In a system that requires unanimous approval of budget decisions, what Latvia wants for its dairy farmers — or Estonia for its railways, Hungary for its poorer regions or Spain for its fishermen — is no small matter. It is this cacophony of local concerns that explains why, despite Germany’s outsize role in decision-making, the European Union has such trouble reaching an agreement on something as basic as a budget.

And if simply agreeing to a budget is so daunting to member countries, it raises serious questions about the limits of the political and economic integration that have long been the master plan for champions of European unity.

After a failed attempt to set spending targets at a summit meeting in November and in a 24-hour marathon of talks this week, European leaders finally agreed late Friday to a common budget for the next seven years.
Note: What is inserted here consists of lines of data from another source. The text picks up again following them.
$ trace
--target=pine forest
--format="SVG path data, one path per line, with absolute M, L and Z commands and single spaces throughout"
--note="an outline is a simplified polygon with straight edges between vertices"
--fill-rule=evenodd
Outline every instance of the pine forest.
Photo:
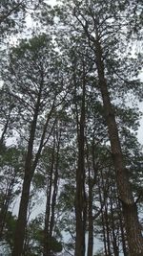
M 142 0 L 0 1 L 1 256 L 143 256 L 142 42 Z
The new budget, slightly smaller than its predecessor — the first decrease in the European Union’s history — reflects the climate of austerity across a Continent still struggling to emerge from a crippling debt crisis.
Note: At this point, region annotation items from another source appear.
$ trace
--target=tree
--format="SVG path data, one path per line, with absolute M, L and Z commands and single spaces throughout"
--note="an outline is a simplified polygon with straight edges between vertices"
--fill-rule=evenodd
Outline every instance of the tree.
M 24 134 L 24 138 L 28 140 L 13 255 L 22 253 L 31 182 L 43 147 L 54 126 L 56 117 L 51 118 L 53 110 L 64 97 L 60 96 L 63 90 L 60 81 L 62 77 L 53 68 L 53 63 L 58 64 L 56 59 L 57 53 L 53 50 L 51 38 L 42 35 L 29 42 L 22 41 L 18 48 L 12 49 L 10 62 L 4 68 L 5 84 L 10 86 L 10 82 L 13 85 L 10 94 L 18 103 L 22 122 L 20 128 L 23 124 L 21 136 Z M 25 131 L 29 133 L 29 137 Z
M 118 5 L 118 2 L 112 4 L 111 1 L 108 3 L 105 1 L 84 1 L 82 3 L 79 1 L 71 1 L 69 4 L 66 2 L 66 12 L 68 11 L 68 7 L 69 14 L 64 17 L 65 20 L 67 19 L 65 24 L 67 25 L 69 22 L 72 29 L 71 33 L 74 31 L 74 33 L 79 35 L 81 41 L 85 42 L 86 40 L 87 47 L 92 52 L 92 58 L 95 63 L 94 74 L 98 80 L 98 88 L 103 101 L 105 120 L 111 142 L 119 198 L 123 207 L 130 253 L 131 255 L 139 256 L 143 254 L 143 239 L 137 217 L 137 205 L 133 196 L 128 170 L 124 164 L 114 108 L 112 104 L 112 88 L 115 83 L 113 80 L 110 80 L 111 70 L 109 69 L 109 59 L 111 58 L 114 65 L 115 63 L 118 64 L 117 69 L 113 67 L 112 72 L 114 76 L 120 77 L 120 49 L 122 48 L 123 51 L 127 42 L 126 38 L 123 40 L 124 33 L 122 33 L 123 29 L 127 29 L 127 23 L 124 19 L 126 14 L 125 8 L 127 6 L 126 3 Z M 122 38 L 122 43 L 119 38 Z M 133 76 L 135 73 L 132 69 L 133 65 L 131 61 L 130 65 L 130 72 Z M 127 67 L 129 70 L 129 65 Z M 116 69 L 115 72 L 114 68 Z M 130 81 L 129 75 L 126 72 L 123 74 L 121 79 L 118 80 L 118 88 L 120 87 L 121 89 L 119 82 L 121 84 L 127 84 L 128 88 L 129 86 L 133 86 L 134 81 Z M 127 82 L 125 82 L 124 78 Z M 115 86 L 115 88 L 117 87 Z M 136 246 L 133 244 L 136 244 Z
The colossal effort that was required to agree to a sum of about 960 billion euros ($1.3 trillion), a mere 1 percent of the bloc’s gross domestic product, exposed once again the stubborn attachment to national priorities that has made reaching agreements on how to save the euro so painful in recent years.

“We need to agree, and to agree we need to take into account all countries,” Mr. Dombrovskis said in an interview. The Latvian leader, who rushed to his hotel for a shave, shower and change of shirt in the middle of the night, described the ordeal as “not a pleasant experience,” but said, “It only happens every seven years, so we can tolerate it.”
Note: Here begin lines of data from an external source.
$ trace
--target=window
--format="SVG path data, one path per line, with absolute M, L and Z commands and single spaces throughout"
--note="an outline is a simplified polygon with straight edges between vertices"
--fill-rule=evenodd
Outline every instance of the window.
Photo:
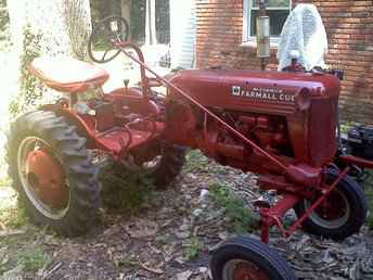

But toleration is not the same thing as cooperation.

“What we’re seeing is that European integration is very important to European leaders as long as it doesn’t imply that someone has to be paying for someone else,” said Daniel Gros, director of the Center for European Policy Studies, a research organization in Brussels. “Sharing a European budget is not going to be the essence of the E.U., but crafting the rule books for open borders and stable banking systems will be.”

The spectacle of European leaders haggling through the night over amounts of money representing rounding errors in their national accounts demonstrated vividly their reluctance to make collective policies that erode their nations’ sovereignty.

“The budget negotiations are the most visible sign of member states winning and losing from the European Union,” said Hugo Brady, a senior research fellow at the Center for European Reform, a research organization. “The result is a totally parochial budget that is poorly adapted to rapidly changing times.”

Before it becomes law, the deal faces yet another hurdle in the European Parliament, which has the power to veto the budget.

Some of the most influential figures in Parliament have already signaled that they are prepared to reject a budget that would spend less on Europe in the years ahead.

Martin Schulz, the president of Parliament, said this week that he would not approve a budget that widened the gap between the cash governments pay up front and the somewhat higher amounts, known as commitments, that make up the overall budget.

Britain, Sweden and the Netherlands were among the Northern European nations that fought hard to reduce agricultural subsidies and increase spending on research and development to bolster the bloc’s global competitiveness.

Despite those efforts, farm spending remained the largest single portion of the budget, accounting for about 38 percent of the total — although that was down from about 42 percent in the previous seven-year budget period.

Galileo, a grossly overbudget and still unfinished satellite navigation project that aims to free Europe from its dependence on the United States’ global positioning system, escaped the cuts and is to receive 6.3 billion euros from 2014 to 2020.

This article has been revised to reflect the following correction:

Correction: February 8, 2013

An earlier version of this article misspelled, on one reference, the last name of the Latvian prime minister. It is Dombrovskis, not Domobrovskis.